One of our distilling clients wanted a no-frills but technological way to conduct surveys during taste tests.  The idea was to link up a front end displayed via a mobile browser client navigating to a URI (preferably through QR code scanning) to a back end that was mostly just a Google Sheets spreadsheet with one tab per survey, saved off manually.  Our solution was a simple JavaScript web app provisioned with AWS Amplify and using AWS Lambda to translate back and forth between the Google JSON response.  Example survey format and interpreted visualization based on this paper.


Sparky is the prototype for a generic hardware and software system to be dropped into a static industrial environment and handle data ingestion, transformation, and storage.  The hardware consists of a 3d printed chassis that fits 6 Raspberry PI SBCs horizontally into a 19" 1U rack tray.  A narrower vertical configuration is possible, however the smaller form became more of a liability when trying to enclose or mount it vs the widespread availability and durability of small server racks.  The rack configuration also simplifies PoE injection or conversion to power adapters if not using PoE.


The software is 100% open source, designed to be provisioned via shell scripts and generic enough to slot into a variety of systems.  Data ingest is handled by RabbitMQ or open62541 for messaging (MQTT or OPC respectively) from an industrial gateway and handed off to NiFi, which also handles static file ingest (i.e. spreadsheets) from NAS.  Kafka and Spark are provisioned but are only used if we need to transform data in-flight; and NiFi is providing the handshake with them.  All of those routes lead to Druid (at the time of creation Cassandra was not working reliably with SBCs), which is aggregating and storing the disparate [enriched] streams and provides a [relatively] simple API into Superset, that we will employ as an operational dashboard.


Using all this Apache software may seem like using a nuclear weapon to kill a fly- and it would be if we were concerned with telemetry throughput.  However, our goal here was to come up with a data monitoring system that could be quickly and cheaply implemented across a broad spectrum of industrial use cases.  This broad applicability precludes the use of cloud native services and relies on an air gapped network as its primary form of security.  To go a more secure route and provide native cloud functionality we would go the route of a Sphere MT3620 for Azure or FreeRTOS MCU for AWS; however these would obviously be fit for purpose builds- requiring more time and a higher cost to the client.


All mechanics have favorite tools; and most industrial operators (or brewers!) have their preferred interfaces.  Sometimes ditching equipment you've grown accustomed to in favor of 'smarter' equipment is not an option.  We were approached by a client who found themselves in this situation: loving a specific temperature controller but just wanting the ability to interact with it remotely.  


Our solution in this case was to modify the component board itself, replacing the buttons with MOSFETs and emulating menu entries (i.e. the pressing of multiple buttons) by discretizing those sequences into atomic functions exposed to the operator as individual components in a web app formatted for mobile devices.

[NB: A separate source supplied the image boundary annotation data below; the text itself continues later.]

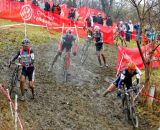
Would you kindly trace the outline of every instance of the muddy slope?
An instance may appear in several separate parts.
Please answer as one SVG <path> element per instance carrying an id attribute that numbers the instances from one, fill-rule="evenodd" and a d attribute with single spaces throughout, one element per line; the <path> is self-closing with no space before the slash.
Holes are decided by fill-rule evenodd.
<path id="1" fill-rule="evenodd" d="M 36 57 L 36 99 L 30 99 L 28 90 L 27 101 L 19 101 L 19 112 L 25 129 L 132 130 L 132 125 L 124 119 L 121 102 L 116 94 L 102 97 L 102 92 L 116 74 L 117 48 L 105 48 L 108 68 L 99 67 L 94 47 L 90 47 L 90 56 L 83 66 L 80 65 L 80 53 L 76 57 L 72 56 L 67 83 L 64 82 L 62 71 L 63 55 L 52 72 L 47 71 L 56 48 L 57 45 L 50 43 L 33 47 Z M 0 81 L 7 85 L 11 72 L 7 67 L 0 67 L 3 74 Z M 139 129 L 157 128 L 141 118 Z"/>

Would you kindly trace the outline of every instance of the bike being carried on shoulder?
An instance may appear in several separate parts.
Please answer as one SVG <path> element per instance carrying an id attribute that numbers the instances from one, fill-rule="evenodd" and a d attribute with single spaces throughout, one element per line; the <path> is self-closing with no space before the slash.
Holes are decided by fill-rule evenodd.
<path id="1" fill-rule="evenodd" d="M 133 98 L 135 94 L 137 94 L 137 91 L 138 90 L 136 86 L 131 86 L 130 89 L 127 89 L 127 87 L 123 85 L 122 93 L 120 94 L 122 97 L 122 105 L 125 118 L 128 121 L 131 120 L 132 125 L 135 128 L 138 128 L 139 126 L 139 116 Z"/>

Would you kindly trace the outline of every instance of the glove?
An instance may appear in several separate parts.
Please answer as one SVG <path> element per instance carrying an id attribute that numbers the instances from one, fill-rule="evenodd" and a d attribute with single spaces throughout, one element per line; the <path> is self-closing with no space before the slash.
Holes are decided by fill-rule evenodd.
<path id="1" fill-rule="evenodd" d="M 121 90 L 118 89 L 118 91 L 117 91 L 117 97 L 121 97 L 121 96 L 122 96 Z"/>

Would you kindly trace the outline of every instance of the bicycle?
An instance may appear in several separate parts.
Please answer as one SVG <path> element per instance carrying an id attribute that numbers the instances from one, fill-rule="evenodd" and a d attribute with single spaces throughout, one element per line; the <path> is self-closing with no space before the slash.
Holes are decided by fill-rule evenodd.
<path id="1" fill-rule="evenodd" d="M 80 57 L 82 65 L 84 64 L 84 62 L 86 61 L 86 59 L 89 55 L 88 49 L 89 49 L 89 46 L 91 45 L 91 43 L 92 43 L 92 36 L 88 35 L 87 39 L 86 39 L 86 44 L 84 44 L 84 46 L 82 48 L 82 54 Z"/>
<path id="2" fill-rule="evenodd" d="M 136 93 L 137 89 L 135 86 L 132 86 L 130 89 L 127 89 L 125 85 L 123 85 L 123 93 L 122 93 L 122 105 L 125 114 L 126 120 L 131 120 L 134 128 L 138 128 L 139 126 L 139 116 L 137 112 L 136 105 L 133 100 L 133 95 Z"/>
<path id="3" fill-rule="evenodd" d="M 65 82 L 67 82 L 68 80 L 68 69 L 70 67 L 70 59 L 71 56 L 70 56 L 70 52 L 66 52 L 65 56 L 64 56 L 64 59 L 63 59 L 63 72 L 64 72 L 64 79 L 65 79 Z"/>
<path id="4" fill-rule="evenodd" d="M 11 84 L 9 85 L 9 95 L 11 97 L 13 97 L 15 94 L 19 94 L 20 89 L 18 87 L 18 82 L 19 82 L 19 79 L 20 79 L 22 64 L 20 64 L 20 63 L 10 63 L 9 68 L 10 68 L 11 64 L 16 65 L 16 67 L 15 67 L 13 73 L 12 73 Z"/>

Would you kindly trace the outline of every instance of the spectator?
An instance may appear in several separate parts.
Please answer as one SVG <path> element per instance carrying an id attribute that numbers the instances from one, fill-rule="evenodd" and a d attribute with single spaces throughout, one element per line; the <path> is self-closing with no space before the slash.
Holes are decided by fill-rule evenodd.
<path id="1" fill-rule="evenodd" d="M 125 23 L 125 26 L 126 26 L 126 41 L 130 42 L 130 33 L 129 33 L 130 27 L 127 22 Z"/>
<path id="2" fill-rule="evenodd" d="M 126 47 L 127 47 L 126 40 L 125 40 L 126 26 L 125 26 L 123 21 L 119 22 L 119 27 L 118 28 L 119 28 L 119 31 L 120 31 L 121 44 L 122 44 L 122 46 L 123 46 L 123 44 L 125 44 Z"/>
<path id="3" fill-rule="evenodd" d="M 133 33 L 133 24 L 132 24 L 132 21 L 129 20 L 129 37 L 130 37 L 130 40 L 132 39 L 132 33 Z"/>
<path id="4" fill-rule="evenodd" d="M 38 5 L 39 5 L 39 7 L 40 7 L 41 9 L 44 10 L 45 4 L 44 4 L 44 1 L 43 1 L 43 0 L 40 0 L 40 1 L 38 2 Z"/>
<path id="5" fill-rule="evenodd" d="M 54 11 L 55 11 L 55 7 L 56 7 L 56 5 L 53 3 L 53 5 L 52 5 L 52 9 L 51 9 L 52 13 L 54 13 Z"/>
<path id="6" fill-rule="evenodd" d="M 106 20 L 106 25 L 107 26 L 112 26 L 112 19 L 111 19 L 111 16 L 108 16 L 107 20 Z"/>
<path id="7" fill-rule="evenodd" d="M 37 0 L 32 0 L 32 4 L 34 4 L 34 5 L 38 6 L 38 2 L 37 2 Z"/>
<path id="8" fill-rule="evenodd" d="M 86 18 L 86 26 L 87 26 L 87 28 L 93 27 L 93 19 L 90 15 Z"/>
<path id="9" fill-rule="evenodd" d="M 101 16 L 101 13 L 99 13 L 97 16 L 97 23 L 103 25 L 103 18 Z"/>
<path id="10" fill-rule="evenodd" d="M 50 11 L 50 4 L 48 3 L 48 1 L 45 2 L 44 10 L 45 11 Z"/>
<path id="11" fill-rule="evenodd" d="M 139 30 L 140 30 L 140 23 L 136 23 L 134 25 L 134 29 L 136 30 L 136 40 L 138 40 L 138 33 L 139 33 Z M 140 32 L 140 44 L 142 42 L 142 31 Z"/>
<path id="12" fill-rule="evenodd" d="M 78 19 L 79 19 L 79 13 L 77 9 L 75 9 L 75 20 L 78 21 Z"/>
<path id="13" fill-rule="evenodd" d="M 61 7 L 59 4 L 55 5 L 54 13 L 60 15 L 61 14 Z"/>
<path id="14" fill-rule="evenodd" d="M 68 18 L 71 20 L 75 20 L 75 9 L 71 8 L 68 14 Z"/>

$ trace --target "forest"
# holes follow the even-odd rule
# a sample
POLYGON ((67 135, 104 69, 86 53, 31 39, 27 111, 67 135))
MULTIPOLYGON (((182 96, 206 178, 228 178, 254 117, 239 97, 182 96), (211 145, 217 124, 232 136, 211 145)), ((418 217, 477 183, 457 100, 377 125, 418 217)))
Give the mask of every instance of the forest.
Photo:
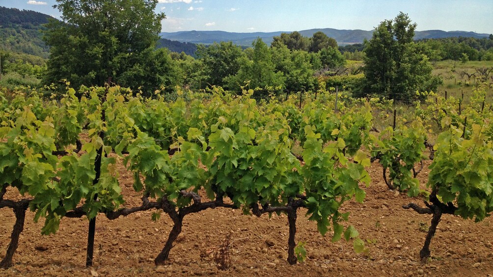
POLYGON ((157 0, 57 2, 0 52, 0 275, 493 271, 493 35, 192 56, 157 0))

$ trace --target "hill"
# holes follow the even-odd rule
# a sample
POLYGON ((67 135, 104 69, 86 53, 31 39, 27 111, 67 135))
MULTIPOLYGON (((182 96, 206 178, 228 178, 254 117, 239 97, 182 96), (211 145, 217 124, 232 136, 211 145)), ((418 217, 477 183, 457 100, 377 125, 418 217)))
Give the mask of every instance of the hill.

Credit where credit is due, this project was shamelessly inspired by this but modified to wrap around AWS instead of Google.


Commercial SIM (Snow Ice Melt) systems tend to be extraordinarily expensive- mostly due to the monitoring and control hardware.  This control system is necessary mostly to ramp the temperature to avoid concrete degradation; but the commercial sensors and components are overkill for a residential system.  We were approached by a client that was planning on a full driveway renovation and was interested in a SIM system.  We designed a monitoring and control system using only consumer grade hardware, with the caveat of an industrial thermostatic valve installed in a bypass loop downstream of the supply pump as a failsafe for manual control.


For the sensors, we 3d printed an enclosure housing a PoE-flavored Arduino Nano pinned out to a capacitive moisture sensor, thermocouple, and basic photocell.  The module is adhered to the concrete substrate (including the bottom of the capacitive sensor) with the expectation of a 3 year lifecycle; and one mounted into the center of the drain pipe at the bottom of grade.  These sensors are blended using a Python script in the Pi and combined with OpenWeather API information to determine whether the pumps should be activated.